Que ce soit sa conception des droits fondamentaux et son analyse de la Constitution de Weimar, la reconstruction idéaltypique de l’idée socialiste ou encore le concept même d’« État de droit social », tout indique que, chez Heller, la transformation du système juridique passe avant tout par l’intervention de l’État. Cela n’est pas si surprenant compte tenu de son ancrage disciplinaire dans le droit public et la théorie de l’État. S’il évoque au détour d’un paragraphe les réflexions menées par ses contemporains sur les conseils et autres organes d’autogestion de l’économie (Selbstverwaltung), Heller ne semble ainsi pas s’intéresser spécifiquement à la conception développée par Sinzheimer d’un droit social produit et organisé de façon autonome par les forces sociales – une idée qu’on retrouve à l’époque aussi dans le concept de « démocratie collective » (« kollektive Demokratie ») d’Ernst Fraenkel, qui mettait en avant le rôle croissant des organisations et groupes sociaux dans l’administration du droit et la formation de la volonté politique. De façon générale, Heller ne va pas aussi loin que d’autres ni dans la théorisation, ni dans l’analyse du fonctionnement concret dans les différents domaines (droit du travail, etc.) de cet autre type de droit « social » reposant sur la prise en compte des rapports sociaux et le primat de l’intérêt collectif. La convergence des discours n’en reste pas moins indéniable. D’ailleurs, quand Franz L. Neumann reprend à son compte le concept de « sozialer Rechtsstaat » en 1930, il en voit bien les fondements dans ces mêmes articles de la Constitution évoqués par Heller et fait du développement du contenu social de la seconde partie de la Constitution la tâche centrale de la théorie de l’État socialiste.

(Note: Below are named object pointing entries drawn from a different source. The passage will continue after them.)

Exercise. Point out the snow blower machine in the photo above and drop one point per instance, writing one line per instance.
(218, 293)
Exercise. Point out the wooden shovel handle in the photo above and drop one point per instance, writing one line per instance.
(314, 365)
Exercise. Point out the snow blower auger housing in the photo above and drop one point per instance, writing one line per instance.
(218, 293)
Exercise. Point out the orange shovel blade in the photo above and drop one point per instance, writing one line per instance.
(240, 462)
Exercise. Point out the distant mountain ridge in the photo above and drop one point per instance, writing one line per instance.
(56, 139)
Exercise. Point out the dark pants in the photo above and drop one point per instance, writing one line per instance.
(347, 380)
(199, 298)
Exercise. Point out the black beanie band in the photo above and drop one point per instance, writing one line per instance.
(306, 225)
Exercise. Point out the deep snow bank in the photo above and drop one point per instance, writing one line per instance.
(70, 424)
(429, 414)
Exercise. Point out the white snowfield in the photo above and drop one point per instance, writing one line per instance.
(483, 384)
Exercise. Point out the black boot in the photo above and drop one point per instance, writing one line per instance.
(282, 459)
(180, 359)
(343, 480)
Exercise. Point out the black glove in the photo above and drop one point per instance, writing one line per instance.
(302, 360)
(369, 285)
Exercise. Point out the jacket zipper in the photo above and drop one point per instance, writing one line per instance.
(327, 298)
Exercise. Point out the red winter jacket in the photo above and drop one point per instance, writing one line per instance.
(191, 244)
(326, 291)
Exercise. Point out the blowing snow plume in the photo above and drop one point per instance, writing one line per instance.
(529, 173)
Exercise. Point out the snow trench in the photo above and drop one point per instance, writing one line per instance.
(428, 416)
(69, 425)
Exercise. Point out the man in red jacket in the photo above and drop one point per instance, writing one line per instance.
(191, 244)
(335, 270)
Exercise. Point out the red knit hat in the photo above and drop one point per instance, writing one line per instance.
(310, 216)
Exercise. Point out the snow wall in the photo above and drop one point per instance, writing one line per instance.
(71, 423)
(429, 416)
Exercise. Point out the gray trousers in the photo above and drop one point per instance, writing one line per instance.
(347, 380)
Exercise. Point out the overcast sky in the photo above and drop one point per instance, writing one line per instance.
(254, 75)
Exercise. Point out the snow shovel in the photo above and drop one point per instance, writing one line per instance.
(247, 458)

Ce qu’il faut maintenant analyser de plus près, c’est la manière dont s’articule chez Heller cette nouvelle « démocratie sociale » ou cet « État de droit social » avec l’État de droit libéral : en effet, et c’est là ce qui fait l’intérêt et l’originalité de sa pensée, a fortiori dans le contexte de la République de Weimar, le rapport entre les deux est loin de se réduire à un simple antagonisme.

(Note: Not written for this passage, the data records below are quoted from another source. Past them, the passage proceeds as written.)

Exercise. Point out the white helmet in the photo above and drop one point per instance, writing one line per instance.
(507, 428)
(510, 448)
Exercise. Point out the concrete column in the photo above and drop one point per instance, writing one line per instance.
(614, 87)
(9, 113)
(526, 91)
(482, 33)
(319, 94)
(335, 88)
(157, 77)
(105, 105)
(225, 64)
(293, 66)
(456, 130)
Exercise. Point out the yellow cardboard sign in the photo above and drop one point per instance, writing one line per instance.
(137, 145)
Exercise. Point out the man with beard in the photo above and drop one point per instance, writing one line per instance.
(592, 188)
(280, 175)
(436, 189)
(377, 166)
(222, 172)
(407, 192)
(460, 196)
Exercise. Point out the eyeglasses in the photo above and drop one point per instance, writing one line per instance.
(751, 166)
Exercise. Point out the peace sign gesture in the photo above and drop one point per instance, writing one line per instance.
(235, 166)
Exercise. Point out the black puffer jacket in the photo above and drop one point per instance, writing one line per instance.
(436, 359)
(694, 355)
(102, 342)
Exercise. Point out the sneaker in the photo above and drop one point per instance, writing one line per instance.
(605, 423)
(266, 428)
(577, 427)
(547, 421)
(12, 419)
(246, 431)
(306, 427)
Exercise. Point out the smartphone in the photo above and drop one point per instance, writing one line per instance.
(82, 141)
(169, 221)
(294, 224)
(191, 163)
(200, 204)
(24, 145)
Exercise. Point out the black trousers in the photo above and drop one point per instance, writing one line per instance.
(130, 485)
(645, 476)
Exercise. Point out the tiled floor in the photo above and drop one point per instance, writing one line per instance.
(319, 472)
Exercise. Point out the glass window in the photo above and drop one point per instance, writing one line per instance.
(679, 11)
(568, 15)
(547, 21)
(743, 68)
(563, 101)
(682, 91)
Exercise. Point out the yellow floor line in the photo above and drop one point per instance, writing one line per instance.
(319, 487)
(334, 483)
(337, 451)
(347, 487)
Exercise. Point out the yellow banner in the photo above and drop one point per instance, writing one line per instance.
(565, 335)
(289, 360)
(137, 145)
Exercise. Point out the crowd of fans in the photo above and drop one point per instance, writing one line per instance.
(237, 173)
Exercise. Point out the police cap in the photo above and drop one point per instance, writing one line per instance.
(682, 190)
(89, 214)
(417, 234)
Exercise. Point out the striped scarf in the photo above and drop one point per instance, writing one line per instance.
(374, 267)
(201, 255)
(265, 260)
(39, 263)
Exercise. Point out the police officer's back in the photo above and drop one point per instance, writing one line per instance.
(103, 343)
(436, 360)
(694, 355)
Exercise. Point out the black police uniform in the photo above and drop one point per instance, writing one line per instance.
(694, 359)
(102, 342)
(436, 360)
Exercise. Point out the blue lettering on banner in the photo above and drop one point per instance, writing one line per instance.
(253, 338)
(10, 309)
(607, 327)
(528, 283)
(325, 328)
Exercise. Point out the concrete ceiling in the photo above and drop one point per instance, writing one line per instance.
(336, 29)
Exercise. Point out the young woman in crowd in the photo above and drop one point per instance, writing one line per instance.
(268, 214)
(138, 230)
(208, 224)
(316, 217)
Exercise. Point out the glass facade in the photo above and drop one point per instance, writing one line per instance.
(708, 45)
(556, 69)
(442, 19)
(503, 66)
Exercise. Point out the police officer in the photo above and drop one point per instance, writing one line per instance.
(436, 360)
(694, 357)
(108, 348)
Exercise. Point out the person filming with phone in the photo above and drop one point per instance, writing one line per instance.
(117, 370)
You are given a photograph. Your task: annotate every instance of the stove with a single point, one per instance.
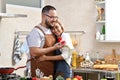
(12, 76)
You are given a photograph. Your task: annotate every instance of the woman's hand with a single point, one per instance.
(59, 45)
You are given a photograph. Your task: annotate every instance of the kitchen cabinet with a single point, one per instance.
(88, 73)
(109, 17)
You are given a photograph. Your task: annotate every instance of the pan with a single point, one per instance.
(9, 70)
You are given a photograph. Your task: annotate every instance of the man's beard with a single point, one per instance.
(48, 25)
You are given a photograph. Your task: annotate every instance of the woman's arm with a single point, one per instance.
(52, 58)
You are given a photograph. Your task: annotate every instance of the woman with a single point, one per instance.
(63, 56)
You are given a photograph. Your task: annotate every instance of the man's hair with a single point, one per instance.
(47, 8)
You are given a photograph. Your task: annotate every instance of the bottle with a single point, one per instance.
(103, 29)
(118, 72)
(103, 32)
(98, 35)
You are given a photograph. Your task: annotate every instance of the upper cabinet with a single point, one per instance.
(107, 20)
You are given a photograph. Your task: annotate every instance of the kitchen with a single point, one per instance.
(83, 18)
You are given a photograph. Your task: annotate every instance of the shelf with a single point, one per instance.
(8, 15)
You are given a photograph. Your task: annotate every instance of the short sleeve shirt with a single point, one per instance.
(36, 37)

III. Transformer l’État de droit libéral, mais sans le détruire :
l’enjeu de « l’État de droit social »
A. La perspective réformiste de Heller
Comprendre cette articulation suppose de s’attarder tout d’abord sur la valorisation du droit et de l’État à l’œuvre dans les textes de Heller – une évidence pour un juriste, pourrait-on objecter, mais beaucoup moins pour un social-démocrate. Dans la perspective de Marx et Engels, le droit et l’État devaient en effet être considérés comme des formes idéologiques de la domination de la bourgeoisie sur le prolétariat. Le droit et l’État étaient donc par nature un droit et un État « de classe » et la fin du capitalisme devait nécessairement entraîner leur disparition. Ce n’est pas un hasard si avant Weimar, on ne trouve pratiquement aucune référence positive à l’État de droit chez les sociaux-démocrates, même si la doxa marxiste était déjà contestée depuis le tournant du siècle au sein de l’aile révisionniste autour d’Eduard Bernstein. Heller, lui, n’hésite pas à la remettre franchement en cause. Dans son ouvrage Sozialismus und Nation et lors de son affrontement avec le juriste austro-marxiste Max Adler au congrès des Jeunes socialistes à Iéna en 1925, il dénonce ainsi la confusion entre État (Staat) et État de classe (Klassenstaat ) dans laquelle tombent selon lui les tenants de la thèse de la mort de l’État (Absterben des Staates) à l’avènement du socialisme. Heller est en certain : la disparition de l’État de classe ne signifiera pas celle de l’État. Il va même jusqu’à fustiger un « utopisme libéralo-anarchiste » potentiellement dangereux : si l’idée d’une société sans domination (« herrschaftslose Gesellschaft ») peut faire sens en tant que « promesse prophétique » (« prophetische Verheißung »), elle ne vaut rien en tant que finalité politique. « Le socialisme », affirme-t-il de façon assez provocatrice, « n’est pas l’abolition, mais l’ennoblissement de l’État ». Sozialismus und Nation contient par ailleurs des considérations révélatrices de l’importance du droit dans la conception du socialisme de Heller. Il y explique notamment que la véritable essence du socialisme, son ultime justification, réside dans l’idée de « justice sociale » (« gesellschaftliche Gerechtigkeit ») et « la volonté de créer […] une communauté juste », tout le problème étant de parvenir à passer d’une justice formelle à une justice matérielle.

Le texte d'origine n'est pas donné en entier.